Activities are continuously tracked and analyzed.

Certification

Managers periodically review:

  • Access levels

  • Usage patterns

  • Business justification

Deprovisioning

When the AI is retired:

  • Access is removed

  • Credentials are revoked

  • Secrets are rotated

  • Audit records are preserved


Applying Least Privilege to Agentic AI

The principle of least privilege is critical for AI security.

AI agents should receive only the permissions necessary to perform assigned tasks.

For example:

An HR onboarding agent may require:

✓ Create user accounts

✓ Assign standard roles

✓ Generate welcome emails

But should not receive:

✗ Payroll administration access

✗ Executive HR records access

✗ Domain administrator privileges

Modern IAM platforms should support:

  • Fine-grained authorization

  • Role-based access control (RBAC)

  • Attribute-based access control (ABAC)

  • Just-in-time access

  • Risk-based access controls


Privileged Access Management (PAM) for AI

Some AI agents require elevated permissions.

Examples include:

  • Infrastructure automation agents

  • Security response agents

  • Cloud operations assistants

These agents should be managed through Privileged Access Management (PAM) controls.

Recommended practices include:

  • Credential vaulting

  • Secret rotation

  • Session monitoring

  • Just-in-time privilege elevation

  • Privileged session recording

  • Approval workflows

AI should never have permanently assigned privileged credentials whenever temporary elevation is possible.

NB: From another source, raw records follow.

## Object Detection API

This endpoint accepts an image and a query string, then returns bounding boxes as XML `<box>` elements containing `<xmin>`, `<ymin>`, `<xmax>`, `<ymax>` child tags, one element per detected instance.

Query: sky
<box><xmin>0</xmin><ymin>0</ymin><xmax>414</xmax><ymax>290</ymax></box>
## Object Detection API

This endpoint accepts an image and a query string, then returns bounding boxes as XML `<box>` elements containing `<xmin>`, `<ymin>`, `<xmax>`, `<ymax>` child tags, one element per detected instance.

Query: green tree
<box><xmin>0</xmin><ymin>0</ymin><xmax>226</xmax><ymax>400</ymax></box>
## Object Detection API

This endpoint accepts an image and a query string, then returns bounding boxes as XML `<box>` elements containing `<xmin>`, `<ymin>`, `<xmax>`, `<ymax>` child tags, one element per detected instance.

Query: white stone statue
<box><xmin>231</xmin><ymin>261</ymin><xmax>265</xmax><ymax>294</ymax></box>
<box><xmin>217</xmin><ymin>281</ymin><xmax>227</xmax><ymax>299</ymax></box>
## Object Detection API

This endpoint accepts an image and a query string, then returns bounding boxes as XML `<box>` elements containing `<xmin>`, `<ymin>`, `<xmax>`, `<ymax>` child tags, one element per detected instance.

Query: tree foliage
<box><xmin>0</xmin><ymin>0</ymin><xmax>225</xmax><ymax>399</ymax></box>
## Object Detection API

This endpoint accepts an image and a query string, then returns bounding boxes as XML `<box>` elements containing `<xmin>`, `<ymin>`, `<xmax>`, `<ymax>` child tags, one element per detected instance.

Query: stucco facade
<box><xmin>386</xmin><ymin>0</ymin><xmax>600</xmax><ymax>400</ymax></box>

AI Governance and Compliance

Regulators increasingly focus on AI accountability.

Organizations must demonstrate:

  • Who authorized AI access

  • What data AI can access

  • How decisions are monitored

  • Whether controls prevent misuse

Key governance requirements include:

Auditability

Every AI action should be traceable.

Transparency

Access decisions should be explainable.

Segregation of Duties

AI agents should not bypass established controls.

Data Minimization

Agents should access only necessary information.

Regulatory Compliance

Support for regulations such as:

  • GDPR

  • HIPAA

  • PCI-DSS

  • AI governance frameworks

  • Emerging AI regulations


Zero Trust for AI Agents

The traditional model of implicit trust is incompatible with Agentic AI.

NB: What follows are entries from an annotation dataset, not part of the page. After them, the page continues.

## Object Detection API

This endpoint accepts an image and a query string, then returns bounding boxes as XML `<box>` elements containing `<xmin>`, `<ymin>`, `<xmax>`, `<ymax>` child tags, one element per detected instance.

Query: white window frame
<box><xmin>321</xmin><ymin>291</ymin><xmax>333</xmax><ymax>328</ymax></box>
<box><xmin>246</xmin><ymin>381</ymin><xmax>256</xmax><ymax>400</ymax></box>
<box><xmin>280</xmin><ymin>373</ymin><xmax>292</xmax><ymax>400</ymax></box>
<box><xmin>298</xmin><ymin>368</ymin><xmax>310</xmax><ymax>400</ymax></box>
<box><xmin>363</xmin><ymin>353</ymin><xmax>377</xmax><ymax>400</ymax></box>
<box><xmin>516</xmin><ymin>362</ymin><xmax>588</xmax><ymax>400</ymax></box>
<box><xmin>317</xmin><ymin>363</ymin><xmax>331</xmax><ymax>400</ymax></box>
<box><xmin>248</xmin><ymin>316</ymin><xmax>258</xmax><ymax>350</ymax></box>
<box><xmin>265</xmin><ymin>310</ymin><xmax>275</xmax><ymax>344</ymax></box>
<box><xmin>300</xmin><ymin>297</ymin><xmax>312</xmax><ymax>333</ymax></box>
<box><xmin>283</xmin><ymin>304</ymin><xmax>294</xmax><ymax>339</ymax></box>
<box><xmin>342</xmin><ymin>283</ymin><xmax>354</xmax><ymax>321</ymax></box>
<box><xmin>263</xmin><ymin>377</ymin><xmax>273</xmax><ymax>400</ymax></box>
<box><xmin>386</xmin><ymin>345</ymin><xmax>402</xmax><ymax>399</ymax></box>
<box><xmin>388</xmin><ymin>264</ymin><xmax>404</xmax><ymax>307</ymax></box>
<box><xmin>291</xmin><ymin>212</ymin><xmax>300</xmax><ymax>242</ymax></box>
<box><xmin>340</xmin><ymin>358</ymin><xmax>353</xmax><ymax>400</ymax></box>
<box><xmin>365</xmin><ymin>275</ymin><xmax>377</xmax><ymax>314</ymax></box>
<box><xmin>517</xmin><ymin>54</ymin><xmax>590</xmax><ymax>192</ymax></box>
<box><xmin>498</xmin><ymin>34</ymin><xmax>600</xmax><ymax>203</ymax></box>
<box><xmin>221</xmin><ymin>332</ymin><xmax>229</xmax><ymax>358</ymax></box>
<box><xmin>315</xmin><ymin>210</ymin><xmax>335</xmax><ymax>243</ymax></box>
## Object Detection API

Organizations should adopt Zero Trust principles:

Verify Explicitly

Authenticate every AI interaction.

Use Least Privilege

Grant minimum required permissions.

Assume Breach

Continuously monitor AI activities.

Continuous Validation

Evaluate identity, context, and risk before granting access.

Every AI request should be treated as potentially risky until verified.


Future of IAM in the AI Era

The future IAM landscape will extend beyond human users to include millions of machine and AI identities.

Emerging capabilities will include:

  • AI identity discovery

  • Autonomous access reviews

  • Risk-based AI authorization

  • Behavioral monitoring for AI agents

  • AI-specific governance workflows

  • Machine identity lifecycle management

  • Autonomous policy enforcement

Organizations that establish strong identity governance foundations today will be better positioned to leverage AI safely and at scale.


Conclusion

AI and Agentic AI are creating a new digital workforce capable of interacting with enterprise systems, making decisions, and executing actions autonomously. As these systems gain access to critical business resources, identity becomes the primary control plane for security and governance.

The same principles that govern human access—authentication, authorization, least privilege, lifecycle management, privileged access controls, auditing, and compliance—must now be extended to AI identities.

Successful organizations will treat AI agents not merely as applications but as governed digital identities with clearly defined responsibilities, monitored activities, and controlled access. In the era of autonomous systems, robust Identity and Access Management will be the cornerstone of trustworthy and secure AI adoption.